Syeikh Ibnu Utsaimin menuturkan, "Nasyid-nasyid Islami merupakan nasyid bid'ah yang menyerupai apa yang diada-adakan oleh orang-orang sufi. Inilah sebabnya ia layak untuk disingkiri dan kembali kepada nasehat-nasehat Al-Kitab dan As-Sunnah."
Beliau juga berkata, "Tentang nasyid-nasyid Islami ini, sejak semula aku tidak melihat bahwa orang bisa menjadikannya jalan untuk mengambil nasehat/pelajaran, karena asal nasyid adalah warisan orang-orang sufi sebab orang-orang sufilah yang telah menghimpun dzikir-dzikir mereka semisal nasyid-nasyid ini."

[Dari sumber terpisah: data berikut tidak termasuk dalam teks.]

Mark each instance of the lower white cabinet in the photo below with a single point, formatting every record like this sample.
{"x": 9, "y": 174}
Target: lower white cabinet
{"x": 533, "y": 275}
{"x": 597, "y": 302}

Syeikh Sholeh Al-Fauzan berkata, "Al-Islam tidak mensyariatkan nasyid-nasyid itu bagi kita. Sesungguhnya tiada lain dia mensyariatkan bagi kita dzikrullah, tilawah Al-Qur'an dan mempelajari ilmu yang bermanfaat. Adapun nasyid, maka itu merupakan agama orang sufi yang membuat bid'ah, orang yang menjadikan agama mereka sebagai permainan dan kesia-siaan, sedang menjadikan nasyid sebagai bagian dari agama termasuk perbuatan meniru orang-orang nasrani yang menjadikan agama mereka sebagai paduan suara dan irama-irama yang dinyanyikan. Maka kewajiban kita adalah waspada terhadap nasyid-nasyid ini, melarang jual beli nasyid dan mencegah peredarannya."

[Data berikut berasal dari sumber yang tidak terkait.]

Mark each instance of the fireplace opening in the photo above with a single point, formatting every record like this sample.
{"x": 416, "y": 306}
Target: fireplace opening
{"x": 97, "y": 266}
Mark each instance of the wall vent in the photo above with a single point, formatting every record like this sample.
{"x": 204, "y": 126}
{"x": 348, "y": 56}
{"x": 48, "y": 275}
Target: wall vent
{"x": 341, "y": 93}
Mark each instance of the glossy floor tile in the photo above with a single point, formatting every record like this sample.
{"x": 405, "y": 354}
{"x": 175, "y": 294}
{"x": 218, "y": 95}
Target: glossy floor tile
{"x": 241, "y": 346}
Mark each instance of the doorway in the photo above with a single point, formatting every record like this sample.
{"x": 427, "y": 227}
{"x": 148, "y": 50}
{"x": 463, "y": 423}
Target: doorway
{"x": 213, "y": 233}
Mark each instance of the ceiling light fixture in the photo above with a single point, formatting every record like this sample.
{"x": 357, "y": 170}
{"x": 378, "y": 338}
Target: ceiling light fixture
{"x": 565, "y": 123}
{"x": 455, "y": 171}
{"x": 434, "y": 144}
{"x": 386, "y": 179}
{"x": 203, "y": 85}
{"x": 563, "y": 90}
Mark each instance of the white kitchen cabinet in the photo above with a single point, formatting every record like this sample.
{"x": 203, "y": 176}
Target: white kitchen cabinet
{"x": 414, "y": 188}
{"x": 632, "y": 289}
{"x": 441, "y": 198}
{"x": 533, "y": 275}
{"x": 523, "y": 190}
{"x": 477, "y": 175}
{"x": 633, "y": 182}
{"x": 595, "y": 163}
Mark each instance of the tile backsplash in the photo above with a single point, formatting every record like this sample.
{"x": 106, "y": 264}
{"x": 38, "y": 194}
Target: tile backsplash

Dalil-dalil Ulama yang Membolehkan Nasyid Islami
Pembicaraan dalam masalah ini terpecah dalam tiga bagian:
Bagian pertama: Pokok permasalahan.
Salah satu ketetapan yang dibuat oleh ulama ushul fiqih adalah bahwa asal hukum dalam berbagai hal adalah mubah (boleh) dan tidak akan berubah menjadi haram, wajib, sunnah, ataupun makruh kecuali dengan dalil. Termasuk diantaranya nasyid-nasyid Islami ini, sebab asal hukumnya adalah mubah. Penetapan hukum ini berdasarkan beberapa dalil:
1. Asal hukum itu berlaku secara umum bagi segala sesuatu.
2. Tidak adanya dalil yang melarang nasyid
3. Dijumpainya hal tersebut dalam sunnah, sebab terdapat riwayat yang shahih bahwa Nabi saw. dan para sahabat yang mulia -mudah-mudahan Alloh meridloi mereka- telah mendengarkan syair, melantunkannya pada waktu mereka bepergian dan saat tidak bepergian, dalam majlis-majlis mereka, dan dalam berbagai aktivitas mereka dengan suara tunggal atau bersama-sama (koor).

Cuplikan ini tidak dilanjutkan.